リフォームできるかどうかは構造次第
日本の建築物は、建築基準法によって最低レベルの基準が決まっている。
なので中古物件は、その最低レベルの基準を満たすためにリフォームが必要になることが多い。
建築基準法の住宅に関する大きな変更は次の通りだ。
- 1981年…耐震性能基準が変更
- 1998年…省エネ性能基準が追加
- 2000年…耐力壁の配置バランスや地盤に応じた基礎
- 2003年…24時間換気システムの設置
81年の基準に合格した建物でも、6,000人以上がなくなった1995年の阪神・淡路大震災で、倒壊した建物が多かったため2,000年には耐力壁の規定が加わった。
また1998年の改訂では、断熱性能などの規定が盛り込まれ、冷暖房などの効率を良くするための基準ができた。
さらに2003年にはシックハウス症候群やカビなどで健康被害が出ないように、常に換気が行われるような基準ができた。
このため、2003年以降の建物は、地震に強く、壁の断熱性が高く、換気が効いた建物になっているわけだ。
となると、中古住宅を買ってリフォームするには、これらの基準を満たすようなリフォームが必要になる。
ところが、リフォームができるかどうかは、建物の構造が鍵になっていて、リフォーム不可能な場合もあるのだ。
ラーメン構造と壁式構造
住宅には大きく分けて、木造と木造以外がある。
木造の建物とは、木材を使って建てられた建物で、在来工法(軸組工法)とツーバイフォー工法がある。
木造以外の建物には、鉄骨造りと鉄筋コンクリート造りがある。
鉄筋コンクリート造りにも、現場でコンクリートを流し込むRC造りと、工場で鉄筋コンクリートを作って、現場で組み立てるプレキャスト工法がある。
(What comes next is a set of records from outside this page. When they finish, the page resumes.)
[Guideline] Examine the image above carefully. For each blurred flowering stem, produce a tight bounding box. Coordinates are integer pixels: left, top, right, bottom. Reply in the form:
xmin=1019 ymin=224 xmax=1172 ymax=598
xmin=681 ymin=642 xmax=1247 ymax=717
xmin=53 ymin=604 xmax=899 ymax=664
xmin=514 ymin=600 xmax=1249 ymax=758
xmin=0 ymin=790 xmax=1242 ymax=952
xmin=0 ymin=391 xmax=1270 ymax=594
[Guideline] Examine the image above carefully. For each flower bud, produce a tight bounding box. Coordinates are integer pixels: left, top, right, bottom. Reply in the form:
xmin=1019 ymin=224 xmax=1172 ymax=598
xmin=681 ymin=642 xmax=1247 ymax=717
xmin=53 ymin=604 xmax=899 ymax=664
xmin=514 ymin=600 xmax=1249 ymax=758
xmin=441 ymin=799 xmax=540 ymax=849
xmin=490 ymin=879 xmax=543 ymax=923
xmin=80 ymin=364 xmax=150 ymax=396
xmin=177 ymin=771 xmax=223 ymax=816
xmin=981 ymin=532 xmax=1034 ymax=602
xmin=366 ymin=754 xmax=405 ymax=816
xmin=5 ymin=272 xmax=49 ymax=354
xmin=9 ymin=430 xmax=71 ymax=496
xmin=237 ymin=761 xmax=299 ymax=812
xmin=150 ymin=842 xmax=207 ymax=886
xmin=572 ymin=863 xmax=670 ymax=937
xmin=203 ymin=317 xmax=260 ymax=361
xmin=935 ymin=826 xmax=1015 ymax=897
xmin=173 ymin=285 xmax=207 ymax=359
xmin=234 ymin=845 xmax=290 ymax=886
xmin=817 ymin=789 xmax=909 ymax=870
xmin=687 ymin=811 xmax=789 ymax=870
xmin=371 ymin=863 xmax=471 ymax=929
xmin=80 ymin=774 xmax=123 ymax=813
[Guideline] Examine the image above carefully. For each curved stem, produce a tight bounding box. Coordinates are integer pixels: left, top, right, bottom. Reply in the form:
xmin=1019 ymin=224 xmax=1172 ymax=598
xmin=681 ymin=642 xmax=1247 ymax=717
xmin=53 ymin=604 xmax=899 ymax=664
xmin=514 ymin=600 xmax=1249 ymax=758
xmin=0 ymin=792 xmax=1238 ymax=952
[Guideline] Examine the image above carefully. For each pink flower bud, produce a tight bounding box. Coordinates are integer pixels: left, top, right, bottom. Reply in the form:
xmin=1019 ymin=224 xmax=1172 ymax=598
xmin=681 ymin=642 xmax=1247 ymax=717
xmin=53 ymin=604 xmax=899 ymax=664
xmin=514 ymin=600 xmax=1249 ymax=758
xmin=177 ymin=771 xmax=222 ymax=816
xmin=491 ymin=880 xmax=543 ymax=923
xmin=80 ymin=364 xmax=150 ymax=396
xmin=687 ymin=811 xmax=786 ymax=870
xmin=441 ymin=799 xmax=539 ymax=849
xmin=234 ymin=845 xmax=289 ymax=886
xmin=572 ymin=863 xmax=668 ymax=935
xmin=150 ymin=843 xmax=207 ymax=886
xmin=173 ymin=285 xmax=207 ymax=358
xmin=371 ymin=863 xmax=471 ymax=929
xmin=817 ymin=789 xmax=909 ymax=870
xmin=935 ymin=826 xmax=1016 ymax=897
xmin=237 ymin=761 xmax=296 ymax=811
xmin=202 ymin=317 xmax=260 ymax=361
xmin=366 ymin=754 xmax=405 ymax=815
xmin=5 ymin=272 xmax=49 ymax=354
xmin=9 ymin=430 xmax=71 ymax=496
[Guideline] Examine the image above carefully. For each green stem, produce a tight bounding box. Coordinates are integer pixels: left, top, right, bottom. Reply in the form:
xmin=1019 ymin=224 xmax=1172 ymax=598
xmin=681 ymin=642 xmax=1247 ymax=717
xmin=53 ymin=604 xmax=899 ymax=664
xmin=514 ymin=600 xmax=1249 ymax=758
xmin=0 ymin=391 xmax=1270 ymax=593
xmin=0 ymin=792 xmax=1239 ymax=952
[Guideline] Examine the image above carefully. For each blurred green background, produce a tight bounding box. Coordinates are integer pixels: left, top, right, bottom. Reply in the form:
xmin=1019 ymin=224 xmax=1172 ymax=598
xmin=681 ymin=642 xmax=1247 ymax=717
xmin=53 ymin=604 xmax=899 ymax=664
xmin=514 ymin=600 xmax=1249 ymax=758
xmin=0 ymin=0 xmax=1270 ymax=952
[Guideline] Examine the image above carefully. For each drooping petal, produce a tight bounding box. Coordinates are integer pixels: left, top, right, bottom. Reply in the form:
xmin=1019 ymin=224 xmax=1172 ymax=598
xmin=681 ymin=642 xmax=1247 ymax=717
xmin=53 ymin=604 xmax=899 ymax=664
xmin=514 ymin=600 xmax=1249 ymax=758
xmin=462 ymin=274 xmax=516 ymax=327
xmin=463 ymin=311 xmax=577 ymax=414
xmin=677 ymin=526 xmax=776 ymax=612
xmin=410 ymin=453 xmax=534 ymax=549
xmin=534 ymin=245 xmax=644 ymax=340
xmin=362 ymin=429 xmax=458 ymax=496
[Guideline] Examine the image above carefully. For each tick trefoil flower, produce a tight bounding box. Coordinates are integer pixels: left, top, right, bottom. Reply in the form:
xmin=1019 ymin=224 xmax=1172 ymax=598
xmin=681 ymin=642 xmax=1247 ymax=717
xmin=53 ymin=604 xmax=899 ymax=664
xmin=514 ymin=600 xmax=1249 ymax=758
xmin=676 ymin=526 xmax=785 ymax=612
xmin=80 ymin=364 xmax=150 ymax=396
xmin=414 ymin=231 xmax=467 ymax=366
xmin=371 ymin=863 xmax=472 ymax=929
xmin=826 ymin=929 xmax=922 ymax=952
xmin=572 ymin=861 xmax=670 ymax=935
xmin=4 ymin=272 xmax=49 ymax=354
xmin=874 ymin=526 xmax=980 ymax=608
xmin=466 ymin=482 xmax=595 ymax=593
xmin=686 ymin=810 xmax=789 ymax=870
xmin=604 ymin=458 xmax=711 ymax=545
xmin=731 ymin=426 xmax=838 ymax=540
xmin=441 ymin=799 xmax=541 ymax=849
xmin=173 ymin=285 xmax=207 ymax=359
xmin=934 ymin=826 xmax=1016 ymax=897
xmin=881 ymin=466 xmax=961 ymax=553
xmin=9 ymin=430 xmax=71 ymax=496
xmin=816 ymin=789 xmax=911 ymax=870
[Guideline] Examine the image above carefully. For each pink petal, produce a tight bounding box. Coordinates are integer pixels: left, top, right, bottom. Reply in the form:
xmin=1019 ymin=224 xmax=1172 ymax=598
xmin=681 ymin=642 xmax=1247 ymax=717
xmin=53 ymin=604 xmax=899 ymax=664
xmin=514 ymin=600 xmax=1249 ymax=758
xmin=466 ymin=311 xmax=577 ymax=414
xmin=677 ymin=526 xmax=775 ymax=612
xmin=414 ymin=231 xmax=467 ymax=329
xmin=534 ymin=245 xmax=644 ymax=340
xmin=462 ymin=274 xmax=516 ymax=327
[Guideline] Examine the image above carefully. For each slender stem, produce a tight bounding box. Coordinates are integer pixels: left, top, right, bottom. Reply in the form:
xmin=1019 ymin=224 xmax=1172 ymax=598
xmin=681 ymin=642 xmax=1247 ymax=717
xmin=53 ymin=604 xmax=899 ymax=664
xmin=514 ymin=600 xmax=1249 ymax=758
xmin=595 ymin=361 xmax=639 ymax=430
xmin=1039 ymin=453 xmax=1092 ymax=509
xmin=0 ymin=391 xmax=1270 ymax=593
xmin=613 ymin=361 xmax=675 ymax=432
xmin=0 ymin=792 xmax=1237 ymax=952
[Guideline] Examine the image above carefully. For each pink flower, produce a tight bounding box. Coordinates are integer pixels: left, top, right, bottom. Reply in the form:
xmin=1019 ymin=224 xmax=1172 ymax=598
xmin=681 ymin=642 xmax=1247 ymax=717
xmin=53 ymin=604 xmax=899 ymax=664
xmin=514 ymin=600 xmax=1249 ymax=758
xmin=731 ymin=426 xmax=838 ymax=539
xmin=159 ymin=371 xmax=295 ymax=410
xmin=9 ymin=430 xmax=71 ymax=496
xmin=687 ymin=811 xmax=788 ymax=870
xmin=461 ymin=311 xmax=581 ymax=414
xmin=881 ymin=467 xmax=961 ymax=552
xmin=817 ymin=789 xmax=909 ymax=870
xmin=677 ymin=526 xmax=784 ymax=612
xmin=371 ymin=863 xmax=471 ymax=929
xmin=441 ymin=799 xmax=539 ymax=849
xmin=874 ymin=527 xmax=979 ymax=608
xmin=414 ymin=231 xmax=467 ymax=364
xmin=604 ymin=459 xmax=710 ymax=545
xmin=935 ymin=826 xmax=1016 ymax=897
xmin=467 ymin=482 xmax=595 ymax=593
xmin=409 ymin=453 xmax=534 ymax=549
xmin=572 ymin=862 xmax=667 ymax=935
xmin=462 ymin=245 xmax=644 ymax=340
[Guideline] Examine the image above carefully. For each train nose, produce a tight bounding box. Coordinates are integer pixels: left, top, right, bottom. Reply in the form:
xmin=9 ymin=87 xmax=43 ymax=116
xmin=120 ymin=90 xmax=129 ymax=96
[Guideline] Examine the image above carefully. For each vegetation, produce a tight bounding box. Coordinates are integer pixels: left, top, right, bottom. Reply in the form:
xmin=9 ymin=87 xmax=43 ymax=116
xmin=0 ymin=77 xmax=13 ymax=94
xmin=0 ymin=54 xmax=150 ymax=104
それぞれいろんな特徴があるのだが、リフォームで問題になるのが建物の「構造」だ。
建物の構造には大きく分けて2種類あって、それが「ラーメン構造」と「壁式構造」だ。
ラーメン構造というのは、ドイツのラーメンさんが言い出した構造で、垂直に立てた柱と水平な梁によって建物を支える構造のことである。
ラーメン構造 図解
ラーメン構造では、柱と梁の接合部分ががっしりしていて(剛接合)、ここで建物を支える構造だ。
もう一方の壁式構造というのは壁を組み合わせて建てた構造で、ティッシュペーパーの箱や升(マス)みたいなモノだと思えば良い。
壁式構造のイメージ(升)
構造というのは建物を支えている部分という意味で、これは耐震性能と密接な関係があって、変更できない。
つまりラーメン構造では柱や梁は変更できないが、壁をぶち抜くことは可能である。
一方、壁式構造では壁をぶち抜くことはできない。